Twitter could be in the hands of Tesla CEO Elon Musk as soon as the end of Monday, April 25, according to a new report. That's today.
Talk of Musk and Twitter hammering out a deal has been circling for the last 24 hours with the SpaceX founder keen to get things over the line. Now, a Bloomberg report claims that things could be done and dusted within hours.
Twitter is in the final stretch of negotiations about a sale to Elon Musk, a person with knowledge of knowledge of the matter said, Bloomberg News reports. The social media company is working to hammer out terms of a transaction and could reach an agreement as soon as Monday if negotiations go smoothly, according to the person.
Just a matter of hours ago, The Wall Street Journal published a story saying that Musk and Twitter's board were talking about striking a deal worth around $43 billion. Meetings were apparently taking place yesterday.
After initially balking at the idea of a buyout, Twitter now appears to have had a change of heart following meetings on Friday.
The potential turnabout on Twitter's part comes after Mr. Musk met privately Friday with several shareholders of the company to extol the virtues of his proposal while repeating that the board has a "yes-or-no" decision to make, according to people familiar with the matter. He also pledged to solve the free-speech issues he sees as plaguing the platform and the country more broadly, whether his bid succeeds or not, they said.
Today's news comes after Musk previously made himself Twitter's largest shareholder and was supposed to take a place on the company's board. He then backtracked, with many at the time thinking that it could have been to allow him to buy yet more shares. Ever since, there has been an expectation that something was afoot — and it now appears that Twitter could be taken private by Tuesday.

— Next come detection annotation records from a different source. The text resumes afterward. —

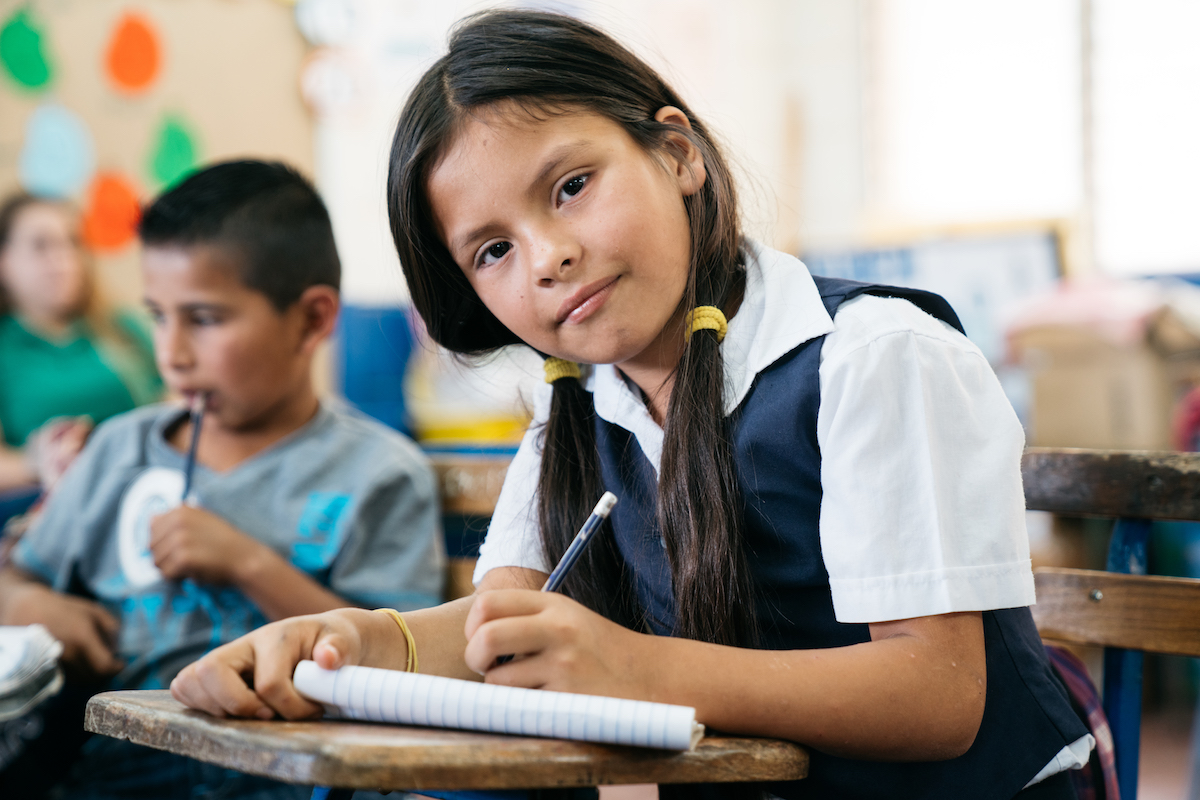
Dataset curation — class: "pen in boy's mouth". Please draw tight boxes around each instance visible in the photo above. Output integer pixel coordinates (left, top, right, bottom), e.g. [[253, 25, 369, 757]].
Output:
[[554, 275, 620, 325]]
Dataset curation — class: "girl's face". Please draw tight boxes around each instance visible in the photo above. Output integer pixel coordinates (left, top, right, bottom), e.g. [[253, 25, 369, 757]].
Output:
[[0, 203, 88, 323], [428, 107, 704, 371]]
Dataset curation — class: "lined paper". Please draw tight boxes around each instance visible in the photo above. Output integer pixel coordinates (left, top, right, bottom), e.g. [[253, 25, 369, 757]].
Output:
[[293, 661, 704, 751]]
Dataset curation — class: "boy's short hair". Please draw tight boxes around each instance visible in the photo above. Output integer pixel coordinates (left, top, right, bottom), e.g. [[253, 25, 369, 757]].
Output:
[[138, 161, 342, 311]]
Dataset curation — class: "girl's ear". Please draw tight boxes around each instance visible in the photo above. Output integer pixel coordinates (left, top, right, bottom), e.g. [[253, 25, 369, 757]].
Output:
[[654, 106, 708, 197]]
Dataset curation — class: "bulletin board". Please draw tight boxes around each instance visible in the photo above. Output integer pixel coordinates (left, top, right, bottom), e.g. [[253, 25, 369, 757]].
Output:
[[0, 0, 313, 303]]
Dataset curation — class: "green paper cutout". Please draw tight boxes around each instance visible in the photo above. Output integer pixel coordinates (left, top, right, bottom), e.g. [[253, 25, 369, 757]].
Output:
[[150, 115, 196, 187], [0, 8, 50, 89]]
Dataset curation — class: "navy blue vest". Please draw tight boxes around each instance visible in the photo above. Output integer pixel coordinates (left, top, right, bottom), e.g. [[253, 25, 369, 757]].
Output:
[[596, 277, 1087, 800]]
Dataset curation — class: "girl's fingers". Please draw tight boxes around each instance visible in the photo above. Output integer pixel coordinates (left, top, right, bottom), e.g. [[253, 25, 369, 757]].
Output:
[[464, 589, 552, 639], [463, 614, 551, 675], [170, 639, 270, 717], [312, 634, 347, 669]]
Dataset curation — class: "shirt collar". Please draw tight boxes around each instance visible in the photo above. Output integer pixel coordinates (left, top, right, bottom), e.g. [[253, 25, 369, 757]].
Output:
[[584, 241, 833, 468]]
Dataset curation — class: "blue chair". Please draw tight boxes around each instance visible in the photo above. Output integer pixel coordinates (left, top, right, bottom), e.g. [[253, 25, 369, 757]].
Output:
[[335, 305, 414, 435], [0, 486, 42, 528], [1021, 449, 1200, 800]]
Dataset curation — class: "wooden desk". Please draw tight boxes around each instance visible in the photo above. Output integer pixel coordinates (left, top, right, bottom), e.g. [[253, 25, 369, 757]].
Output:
[[84, 691, 809, 789]]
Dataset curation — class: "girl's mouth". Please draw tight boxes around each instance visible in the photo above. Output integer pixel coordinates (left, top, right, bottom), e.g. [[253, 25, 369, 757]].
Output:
[[554, 275, 620, 325]]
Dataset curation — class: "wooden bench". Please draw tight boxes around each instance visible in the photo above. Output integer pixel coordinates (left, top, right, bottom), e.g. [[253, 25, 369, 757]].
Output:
[[1021, 449, 1200, 800]]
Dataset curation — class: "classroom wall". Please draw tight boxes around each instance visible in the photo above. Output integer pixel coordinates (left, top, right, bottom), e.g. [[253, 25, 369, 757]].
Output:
[[0, 0, 314, 303]]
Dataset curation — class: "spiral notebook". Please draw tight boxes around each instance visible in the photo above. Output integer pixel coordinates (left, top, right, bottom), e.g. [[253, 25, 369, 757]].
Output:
[[293, 661, 704, 751]]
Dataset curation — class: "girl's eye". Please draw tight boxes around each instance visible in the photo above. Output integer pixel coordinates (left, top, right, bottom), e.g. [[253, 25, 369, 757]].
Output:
[[558, 175, 588, 203], [479, 241, 512, 265]]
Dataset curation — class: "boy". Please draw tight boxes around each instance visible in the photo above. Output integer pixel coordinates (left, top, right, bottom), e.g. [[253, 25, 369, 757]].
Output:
[[0, 161, 444, 798]]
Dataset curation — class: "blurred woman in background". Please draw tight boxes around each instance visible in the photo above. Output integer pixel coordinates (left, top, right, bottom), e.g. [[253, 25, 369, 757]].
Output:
[[0, 193, 162, 492]]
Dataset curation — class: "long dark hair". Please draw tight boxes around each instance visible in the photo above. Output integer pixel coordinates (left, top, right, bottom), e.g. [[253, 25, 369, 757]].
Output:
[[388, 11, 756, 645]]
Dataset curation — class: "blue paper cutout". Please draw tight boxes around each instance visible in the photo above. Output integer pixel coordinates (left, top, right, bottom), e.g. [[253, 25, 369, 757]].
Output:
[[17, 103, 96, 198]]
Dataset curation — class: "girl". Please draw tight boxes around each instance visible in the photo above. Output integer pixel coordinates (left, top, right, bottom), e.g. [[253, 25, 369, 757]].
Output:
[[172, 11, 1090, 798], [0, 194, 162, 491]]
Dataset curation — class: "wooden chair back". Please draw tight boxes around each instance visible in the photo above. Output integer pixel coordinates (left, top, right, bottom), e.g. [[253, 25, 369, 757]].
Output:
[[1021, 449, 1200, 800], [1033, 567, 1200, 657]]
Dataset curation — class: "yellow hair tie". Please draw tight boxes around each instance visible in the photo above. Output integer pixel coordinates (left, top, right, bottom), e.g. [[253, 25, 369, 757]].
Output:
[[376, 608, 420, 672], [686, 306, 730, 342], [542, 357, 583, 384]]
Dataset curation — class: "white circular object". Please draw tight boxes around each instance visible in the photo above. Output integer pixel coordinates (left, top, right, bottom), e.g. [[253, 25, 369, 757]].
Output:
[[116, 467, 184, 588]]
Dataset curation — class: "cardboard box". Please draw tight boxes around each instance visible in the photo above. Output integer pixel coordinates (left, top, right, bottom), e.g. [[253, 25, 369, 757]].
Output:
[[1009, 308, 1200, 450]]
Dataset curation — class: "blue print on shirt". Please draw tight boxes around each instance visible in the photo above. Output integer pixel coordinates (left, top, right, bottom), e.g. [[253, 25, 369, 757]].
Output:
[[292, 492, 350, 575]]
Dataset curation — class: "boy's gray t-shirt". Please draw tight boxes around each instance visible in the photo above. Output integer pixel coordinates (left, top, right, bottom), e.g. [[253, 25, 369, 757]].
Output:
[[12, 405, 445, 688]]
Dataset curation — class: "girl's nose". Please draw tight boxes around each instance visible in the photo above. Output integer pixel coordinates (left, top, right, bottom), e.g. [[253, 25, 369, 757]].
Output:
[[530, 226, 580, 285]]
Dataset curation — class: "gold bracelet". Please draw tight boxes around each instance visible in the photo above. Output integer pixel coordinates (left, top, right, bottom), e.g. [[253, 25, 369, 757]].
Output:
[[376, 608, 419, 672]]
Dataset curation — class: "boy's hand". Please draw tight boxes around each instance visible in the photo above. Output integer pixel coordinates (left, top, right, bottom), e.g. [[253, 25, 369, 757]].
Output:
[[25, 416, 94, 492], [150, 505, 265, 584], [4, 583, 125, 682]]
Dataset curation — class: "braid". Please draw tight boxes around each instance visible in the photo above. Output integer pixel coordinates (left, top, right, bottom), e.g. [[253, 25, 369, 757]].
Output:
[[659, 260, 757, 646], [538, 378, 640, 627]]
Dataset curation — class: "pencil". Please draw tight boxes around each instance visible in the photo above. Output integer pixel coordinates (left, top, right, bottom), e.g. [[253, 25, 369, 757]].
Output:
[[182, 392, 208, 503], [496, 492, 617, 667]]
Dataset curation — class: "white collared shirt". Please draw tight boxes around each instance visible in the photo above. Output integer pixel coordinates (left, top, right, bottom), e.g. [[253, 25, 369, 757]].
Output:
[[475, 237, 1033, 622]]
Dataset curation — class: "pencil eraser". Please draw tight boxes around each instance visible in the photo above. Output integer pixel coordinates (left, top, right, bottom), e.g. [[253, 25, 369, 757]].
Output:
[[595, 492, 617, 517]]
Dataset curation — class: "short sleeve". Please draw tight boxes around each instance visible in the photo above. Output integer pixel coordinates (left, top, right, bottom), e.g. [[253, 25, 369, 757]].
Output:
[[817, 296, 1033, 622], [329, 459, 446, 610], [473, 385, 552, 585]]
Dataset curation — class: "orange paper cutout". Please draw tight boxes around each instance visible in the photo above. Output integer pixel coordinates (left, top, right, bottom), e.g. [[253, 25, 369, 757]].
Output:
[[104, 13, 162, 92], [83, 173, 142, 251]]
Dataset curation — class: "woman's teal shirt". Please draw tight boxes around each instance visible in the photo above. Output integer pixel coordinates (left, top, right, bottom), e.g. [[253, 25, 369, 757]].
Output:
[[0, 312, 162, 447]]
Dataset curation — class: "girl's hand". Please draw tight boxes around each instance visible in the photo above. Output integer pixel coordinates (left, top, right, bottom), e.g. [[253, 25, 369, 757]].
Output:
[[170, 608, 403, 720], [464, 589, 655, 699]]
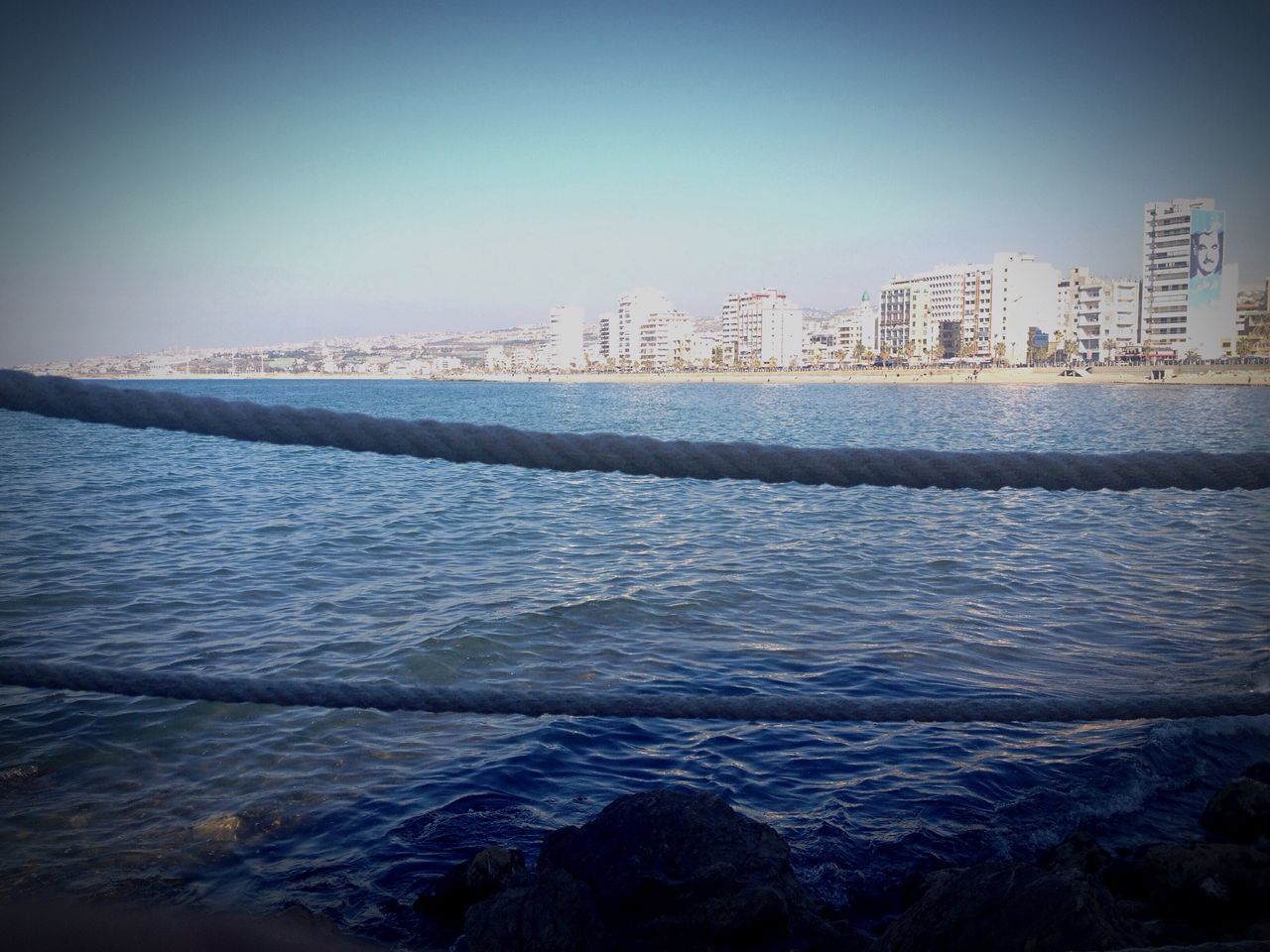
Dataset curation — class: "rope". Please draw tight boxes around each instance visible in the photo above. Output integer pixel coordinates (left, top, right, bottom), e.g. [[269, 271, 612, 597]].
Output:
[[0, 371, 1270, 491], [0, 661, 1270, 724]]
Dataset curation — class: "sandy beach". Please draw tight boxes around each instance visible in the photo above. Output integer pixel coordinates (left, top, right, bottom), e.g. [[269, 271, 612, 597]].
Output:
[[449, 364, 1270, 387], [84, 364, 1270, 387]]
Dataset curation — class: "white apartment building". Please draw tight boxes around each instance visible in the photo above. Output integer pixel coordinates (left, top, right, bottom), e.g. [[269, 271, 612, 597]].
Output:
[[546, 304, 585, 371], [1075, 278, 1139, 363], [883, 264, 993, 357], [722, 289, 803, 367], [837, 291, 877, 361], [599, 289, 679, 368], [1054, 266, 1091, 337], [1142, 198, 1239, 359], [638, 311, 694, 369], [877, 286, 939, 357], [988, 251, 1058, 364]]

Musk has long been vocal about the way Twitter is run, claiming that it prevents what he calls "free speech," although some would argue that isn't a fair assessment. Many are already concerned about what a Musk-owned Twitter could become, something that they could soon find out if these recent reports turn out to be accurate. Or if an 11th-hour counter-bid were to materialize from somewhere — something that seems increasingly likely as the minutes tick on.